Forecasting food grains yield in Haryana: A time series approach
Author(s):
Pooja Rawat and Sanju
Abstract:
The present study focuses on the forecasting of food grains yield in Haryana using autoregressive integrated moving average (ARIMA) technique. The annual data of Haryana on food grains yield were divided into the training data set from 1966-67 to 2015-16 and the testing data set from 2016-17 to 2019-20. Box Jenkins approach was used for model identification, the best possible ARIMA model is fitted among various competing models. Goodness of fit of each of these models is tested and the best model is used to forecast the yield of food grains.
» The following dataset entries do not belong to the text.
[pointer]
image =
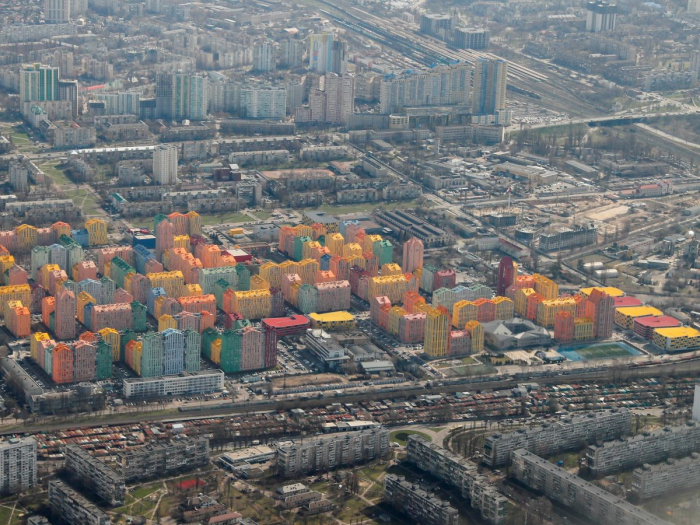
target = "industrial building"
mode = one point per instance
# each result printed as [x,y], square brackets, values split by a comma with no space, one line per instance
[297,458]
[461,473]
[72,507]
[650,447]
[407,223]
[17,465]
[417,503]
[569,238]
[326,349]
[163,459]
[597,504]
[568,433]
[186,383]
[95,474]
[673,475]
It is inferred that ARIMA (0,1,1) was found to be optimal and that the forecast values for the years 2020-21 to 2023-24 were estimated on the basis of this model which were 4.035, 4.094, 4.154 and 4.213 million tonnes respectively. The performances of these models validated with the R2, RMSE, MAPE, MAPE and BIC. The forecasted values and percentage relative deviation comes within acceptable limits. Forecasted values are very useful for the policymakers and government agencies for proper policy decision regarding food security.
How to cite this article:
Pooja Rawat and Sanju. Forecasting food grains yield in Haryana: A time series approach. The Pharma Innovation Journal. 2022; 11(4S): 230-235.